In any event, the numbers are set to be released, and those styling the data closely project their results to be a net win for Republicans.
“Strategists in both parties agree Republicans have the advantage. The Midwest and Rust Belt aren’t growing as fast as the Sun Belt, and the congressional districts will be reallocated accordingly,” noted Politico’s Ally Mutnick.
“States like Florida, Texas, Arizona and North Carolina will see their delegations grow, while Michigan, Pennsylvania and Illinois shrink. That’s a net benefit to the GOP because Democrats have struggled to increase their statewide footprint in many of the places that are gaining representation.”

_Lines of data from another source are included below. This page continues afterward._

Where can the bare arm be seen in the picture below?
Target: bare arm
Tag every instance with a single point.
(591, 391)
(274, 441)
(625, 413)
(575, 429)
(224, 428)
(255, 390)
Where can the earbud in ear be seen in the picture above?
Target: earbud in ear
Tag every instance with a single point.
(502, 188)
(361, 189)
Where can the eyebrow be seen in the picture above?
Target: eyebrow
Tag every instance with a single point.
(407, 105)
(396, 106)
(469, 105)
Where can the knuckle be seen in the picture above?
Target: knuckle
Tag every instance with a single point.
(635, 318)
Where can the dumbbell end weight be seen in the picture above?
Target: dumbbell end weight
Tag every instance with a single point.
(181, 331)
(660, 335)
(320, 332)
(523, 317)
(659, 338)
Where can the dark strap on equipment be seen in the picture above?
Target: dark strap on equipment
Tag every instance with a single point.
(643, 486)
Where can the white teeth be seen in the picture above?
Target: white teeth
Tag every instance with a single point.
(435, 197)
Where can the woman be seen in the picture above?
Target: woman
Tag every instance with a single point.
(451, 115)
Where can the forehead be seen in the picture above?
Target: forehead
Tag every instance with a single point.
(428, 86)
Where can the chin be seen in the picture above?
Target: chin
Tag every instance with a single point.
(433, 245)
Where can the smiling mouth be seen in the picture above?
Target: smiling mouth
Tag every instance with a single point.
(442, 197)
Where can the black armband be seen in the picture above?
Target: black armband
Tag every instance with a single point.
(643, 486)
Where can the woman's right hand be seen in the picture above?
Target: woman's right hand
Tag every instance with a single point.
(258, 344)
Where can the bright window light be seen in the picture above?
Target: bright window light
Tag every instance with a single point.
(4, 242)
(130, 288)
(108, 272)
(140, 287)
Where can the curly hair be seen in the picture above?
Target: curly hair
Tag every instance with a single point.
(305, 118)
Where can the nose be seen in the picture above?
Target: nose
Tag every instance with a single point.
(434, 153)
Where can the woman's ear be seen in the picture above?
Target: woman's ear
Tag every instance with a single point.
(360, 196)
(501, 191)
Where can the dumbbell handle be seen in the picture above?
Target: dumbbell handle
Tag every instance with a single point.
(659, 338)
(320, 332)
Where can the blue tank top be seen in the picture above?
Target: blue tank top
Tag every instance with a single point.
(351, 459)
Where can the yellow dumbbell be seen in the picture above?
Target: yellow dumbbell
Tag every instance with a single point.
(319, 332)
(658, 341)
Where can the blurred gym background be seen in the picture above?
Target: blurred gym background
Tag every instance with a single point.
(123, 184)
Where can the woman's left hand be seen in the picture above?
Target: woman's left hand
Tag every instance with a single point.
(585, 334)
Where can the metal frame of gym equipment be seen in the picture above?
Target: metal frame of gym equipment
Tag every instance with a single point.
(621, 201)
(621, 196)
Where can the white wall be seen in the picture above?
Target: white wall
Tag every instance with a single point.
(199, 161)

Politico noted that California, the country’s most populous state, has failed to gain a House seat since the 2000 Census. The state might be poised to actually lose one seat this coming year.
“California is more likely than not losing a district, a product of its slowed population growth in recent years,” Mutnick speculated.
“The state failed to gain a seat for the first time after the 2010 census, when it held steady at 53 seats. Now it’s probably dipping to 52.”
The Politico reporter made a similar projection for New York, which might be in a face-off with Alabama in the coming realignment.
“New York is almost certainly losing one seat, but if it edges out Alabama for the final allocated district, it could avoid losing a second. If Alabama gets it, its delegation will hold steady at seven seats,” Mutnick reported.
“If Alabama is the loser, the state’s Republican delegation will shrink because the only Democratic district, held by Rep. Terri Sewell, is protected by the Voting Rights Act. Because GOP Rep. Mo Brooks has already announced he will vacate his northern Alabama seat for a Senate run, the GOP legislature in Montgomery could protect every remaining incumbent.”
The Politico reporter noted that Illinois is expected to shed one, as is Minnesota. Texas and Florida, GOP-majority states which have become destinations for migration, could see their delegations “swell.”
Montana, which currently holds a single House seat, could also gain a second seat at the expense of one of Rhode Island’s two seats.
While red states which gained people might have control of the redistricting process, blue-state Republicans will also be in for fights to hold their seats. As Politico noted, the year is likely to be “chaotic,” but Republicans are in a more favorable position right now than Democrats heading into 2022.